- 6 years ago
I love my Fi. I do. But god, I am so angry right now. Fiance just sold his truck to a buyer and is starting to liquidate some of his assets. (see origional posting) http://boards.weddingbee.com/topic/just-found-out-fi-is-in-a-load-of-debt-now-what
This is good news. I am HAPPY he sold his truck. That is 5 K to go towards his 60 plus K of debt (If I dont include the van he bought that we both agreed to use together).
I have been depressed all week. I have defintely racked in too many hours on the wedding bee and just internet surfing..couch surfing. He has gone to a credit counsellor. He has taken the steps so far to prove that he is serious about cleaning up this mess.
But I still feel like a big mess, a mess of let downs and disappointment and just ANGRY. I try to ignore this. I try to just be happy, move forward, I am trying to get another job, he has applied for a tonne of jobs. This STILL doesnt change the fact that the next three years minimum will be spent paying this DOWN so we ca then SAVE to buy a house and also our dreams of having invitro are pretty much out the window.

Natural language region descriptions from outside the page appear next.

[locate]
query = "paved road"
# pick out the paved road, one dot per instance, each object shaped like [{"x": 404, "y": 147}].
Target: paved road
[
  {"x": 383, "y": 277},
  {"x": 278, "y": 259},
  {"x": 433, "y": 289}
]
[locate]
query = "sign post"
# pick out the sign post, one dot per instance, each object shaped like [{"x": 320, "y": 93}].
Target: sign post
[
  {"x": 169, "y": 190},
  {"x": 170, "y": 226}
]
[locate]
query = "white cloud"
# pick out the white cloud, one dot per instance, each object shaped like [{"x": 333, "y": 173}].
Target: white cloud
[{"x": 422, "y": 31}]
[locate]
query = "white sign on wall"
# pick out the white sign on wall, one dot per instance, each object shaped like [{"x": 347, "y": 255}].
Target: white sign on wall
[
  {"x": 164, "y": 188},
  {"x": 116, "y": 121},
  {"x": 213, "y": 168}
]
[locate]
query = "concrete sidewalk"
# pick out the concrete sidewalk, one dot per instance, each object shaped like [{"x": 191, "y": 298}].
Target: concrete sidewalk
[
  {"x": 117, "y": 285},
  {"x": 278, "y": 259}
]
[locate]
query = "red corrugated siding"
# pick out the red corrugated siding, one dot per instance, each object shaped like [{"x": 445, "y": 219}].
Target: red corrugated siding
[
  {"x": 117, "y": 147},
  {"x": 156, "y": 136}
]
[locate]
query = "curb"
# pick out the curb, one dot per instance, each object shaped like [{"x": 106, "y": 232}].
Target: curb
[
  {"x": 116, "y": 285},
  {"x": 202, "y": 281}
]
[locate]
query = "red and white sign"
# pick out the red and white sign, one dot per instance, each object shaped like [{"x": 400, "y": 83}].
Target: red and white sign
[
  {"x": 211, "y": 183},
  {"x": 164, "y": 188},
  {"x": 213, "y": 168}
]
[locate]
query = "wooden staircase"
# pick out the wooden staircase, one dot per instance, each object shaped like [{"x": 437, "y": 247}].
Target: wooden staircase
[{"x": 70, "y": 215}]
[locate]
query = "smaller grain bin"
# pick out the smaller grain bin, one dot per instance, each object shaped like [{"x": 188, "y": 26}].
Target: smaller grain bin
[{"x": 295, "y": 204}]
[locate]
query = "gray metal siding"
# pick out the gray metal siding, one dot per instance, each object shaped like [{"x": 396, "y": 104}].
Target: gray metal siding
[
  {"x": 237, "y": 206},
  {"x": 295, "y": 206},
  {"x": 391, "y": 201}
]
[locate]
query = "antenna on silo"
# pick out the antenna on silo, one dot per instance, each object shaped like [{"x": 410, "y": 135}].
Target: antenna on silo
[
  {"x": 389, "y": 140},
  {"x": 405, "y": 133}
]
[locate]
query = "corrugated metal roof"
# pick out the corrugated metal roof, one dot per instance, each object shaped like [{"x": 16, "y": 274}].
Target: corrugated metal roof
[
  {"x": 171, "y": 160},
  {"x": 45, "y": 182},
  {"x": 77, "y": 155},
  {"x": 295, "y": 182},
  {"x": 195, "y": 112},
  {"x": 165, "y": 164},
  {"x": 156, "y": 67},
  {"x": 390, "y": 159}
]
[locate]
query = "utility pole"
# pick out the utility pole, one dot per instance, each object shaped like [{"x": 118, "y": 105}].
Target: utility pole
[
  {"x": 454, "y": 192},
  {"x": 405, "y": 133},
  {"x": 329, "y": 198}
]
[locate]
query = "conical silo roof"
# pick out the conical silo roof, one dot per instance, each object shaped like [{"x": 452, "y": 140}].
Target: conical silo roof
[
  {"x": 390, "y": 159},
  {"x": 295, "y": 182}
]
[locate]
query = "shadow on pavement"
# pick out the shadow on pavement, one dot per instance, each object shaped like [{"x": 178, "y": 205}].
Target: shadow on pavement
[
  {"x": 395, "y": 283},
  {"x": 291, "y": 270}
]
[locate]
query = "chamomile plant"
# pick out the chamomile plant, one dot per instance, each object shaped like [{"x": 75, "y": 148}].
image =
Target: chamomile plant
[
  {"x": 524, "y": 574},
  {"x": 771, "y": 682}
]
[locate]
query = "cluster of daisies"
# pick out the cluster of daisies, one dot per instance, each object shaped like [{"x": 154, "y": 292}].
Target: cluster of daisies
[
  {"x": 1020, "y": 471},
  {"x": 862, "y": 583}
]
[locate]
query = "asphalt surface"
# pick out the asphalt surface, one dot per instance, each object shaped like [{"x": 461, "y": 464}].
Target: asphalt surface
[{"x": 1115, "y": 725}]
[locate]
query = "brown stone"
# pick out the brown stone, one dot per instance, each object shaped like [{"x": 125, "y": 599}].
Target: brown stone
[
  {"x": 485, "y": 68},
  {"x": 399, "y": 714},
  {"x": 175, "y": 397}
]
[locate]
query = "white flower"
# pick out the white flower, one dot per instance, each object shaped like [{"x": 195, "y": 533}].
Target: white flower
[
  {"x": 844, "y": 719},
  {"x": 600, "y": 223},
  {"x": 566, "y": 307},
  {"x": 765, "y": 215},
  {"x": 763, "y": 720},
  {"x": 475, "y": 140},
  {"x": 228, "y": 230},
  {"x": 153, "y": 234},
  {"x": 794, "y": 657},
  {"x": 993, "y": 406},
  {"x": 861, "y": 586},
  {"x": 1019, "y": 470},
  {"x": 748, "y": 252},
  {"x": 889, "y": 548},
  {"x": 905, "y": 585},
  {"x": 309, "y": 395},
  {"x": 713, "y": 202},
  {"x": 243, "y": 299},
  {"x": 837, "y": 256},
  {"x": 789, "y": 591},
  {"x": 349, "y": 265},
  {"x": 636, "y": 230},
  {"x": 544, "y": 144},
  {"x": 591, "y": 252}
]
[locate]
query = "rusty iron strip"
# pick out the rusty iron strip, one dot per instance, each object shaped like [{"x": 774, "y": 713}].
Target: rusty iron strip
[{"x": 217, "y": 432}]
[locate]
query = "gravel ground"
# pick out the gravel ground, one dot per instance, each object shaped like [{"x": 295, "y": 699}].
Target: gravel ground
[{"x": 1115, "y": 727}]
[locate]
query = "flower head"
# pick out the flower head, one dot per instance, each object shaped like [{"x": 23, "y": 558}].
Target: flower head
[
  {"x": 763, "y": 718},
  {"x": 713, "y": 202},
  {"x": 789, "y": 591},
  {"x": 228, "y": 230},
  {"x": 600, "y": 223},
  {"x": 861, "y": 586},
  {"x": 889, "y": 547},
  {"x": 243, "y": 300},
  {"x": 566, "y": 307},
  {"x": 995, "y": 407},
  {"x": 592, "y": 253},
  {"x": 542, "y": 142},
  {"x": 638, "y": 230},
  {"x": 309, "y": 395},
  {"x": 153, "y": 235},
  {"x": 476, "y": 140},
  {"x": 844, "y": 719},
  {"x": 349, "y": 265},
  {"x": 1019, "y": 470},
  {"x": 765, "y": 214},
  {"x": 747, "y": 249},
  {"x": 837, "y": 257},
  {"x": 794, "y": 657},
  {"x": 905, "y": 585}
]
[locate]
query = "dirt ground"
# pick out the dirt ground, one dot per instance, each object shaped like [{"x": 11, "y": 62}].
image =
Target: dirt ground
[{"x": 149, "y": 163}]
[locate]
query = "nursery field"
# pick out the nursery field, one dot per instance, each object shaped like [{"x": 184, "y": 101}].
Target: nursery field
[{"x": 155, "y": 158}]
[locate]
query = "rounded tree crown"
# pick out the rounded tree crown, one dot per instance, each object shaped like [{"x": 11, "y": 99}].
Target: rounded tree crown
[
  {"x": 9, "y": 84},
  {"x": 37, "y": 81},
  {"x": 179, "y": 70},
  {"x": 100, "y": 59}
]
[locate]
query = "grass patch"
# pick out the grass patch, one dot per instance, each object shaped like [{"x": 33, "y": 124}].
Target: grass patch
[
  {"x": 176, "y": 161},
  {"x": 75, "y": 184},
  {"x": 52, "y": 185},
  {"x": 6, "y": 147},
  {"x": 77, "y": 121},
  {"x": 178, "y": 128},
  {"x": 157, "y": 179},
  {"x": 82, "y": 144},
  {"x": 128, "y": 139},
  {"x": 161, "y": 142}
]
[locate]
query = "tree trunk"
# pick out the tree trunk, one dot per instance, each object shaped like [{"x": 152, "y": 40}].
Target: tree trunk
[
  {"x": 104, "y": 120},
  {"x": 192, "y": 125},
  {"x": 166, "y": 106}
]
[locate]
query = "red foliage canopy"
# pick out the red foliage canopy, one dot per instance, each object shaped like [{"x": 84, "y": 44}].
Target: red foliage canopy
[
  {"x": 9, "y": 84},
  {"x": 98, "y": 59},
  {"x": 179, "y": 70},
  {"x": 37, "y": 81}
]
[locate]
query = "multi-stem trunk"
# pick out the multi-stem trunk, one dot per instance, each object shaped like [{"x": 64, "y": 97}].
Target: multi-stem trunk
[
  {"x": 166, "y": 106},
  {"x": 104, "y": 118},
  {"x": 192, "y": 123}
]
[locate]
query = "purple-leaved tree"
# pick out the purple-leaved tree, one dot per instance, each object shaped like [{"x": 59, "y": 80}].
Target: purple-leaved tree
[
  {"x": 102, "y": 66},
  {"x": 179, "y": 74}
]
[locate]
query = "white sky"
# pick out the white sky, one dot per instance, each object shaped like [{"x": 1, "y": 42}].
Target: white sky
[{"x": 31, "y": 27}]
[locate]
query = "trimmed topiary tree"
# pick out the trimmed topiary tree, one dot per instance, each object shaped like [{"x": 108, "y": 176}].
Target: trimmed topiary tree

I was telling everyone we were planning on TTC in the New year…he can’t afford to put that money aside, let alone bring a child in to the house–hold on, WE Can’t afford it now. We are going to be paying that debt down HARD to get out of this revolving credit MESS he created.
So yes, I am MAD. I feel betrayed. Annoyed. I finally told one of my friends today about it and she was shocked-she said he waited to fully disclose until after you said YES, now you are kinda stuck…aren’t you? I mean, I don’t want to think he waited… idon’t think he meant it like that (or at least hope he didn’t) but omg.
AND, the credit counsellor advised him to sign the business over to ME and move the money we have in our business account to a different bank that doesn’t also have a 30K line of credit looming over HIS head that he has to pay somehow.
I told him I looked into this and that I figured this was the case, that IF he misses payments, the bank can go after OUR bank account or freeze them which means *I* dont get paid or feed MY kids.
So that gets me FURIOUS. Absolutely FURIOUS.
How could he do this and rack this up?
Sorry…all this emotion is coming out and anger because he just BBmd me how happy he is he just sold the truck and has a cheque in his hand (he is out of town and delivering it) and I just totally lost it…
I told him while he is at his mothers, he should ask for the 30K he gave her because now his future wife and her son can’t HAVE A LIFE because she also took advantage of him and took his CC and claimed to have no money and told him some sob story so he paid her mortgage and bills for MONTHS…
and then ohh…she has magical money all of asudden when he tells her he is out of money and cant keep supportin her.
I love him , but I wish sometimes, like right now, I hadnt said Yes. I wish I had known. I dont know if it would have changed anything, but at least maybe delayed the wedding. I cant go through with the embarrassment of moving the wedding date and postponing, since we already have people who have booked plane tickets, and clients coming, I am already embarrassed t oSH! About this.
We can’t even lease a house, let alone buy one right now, so we are living in my rental. Some success story we are right now. UGh.
I feel like the biggest loser alive.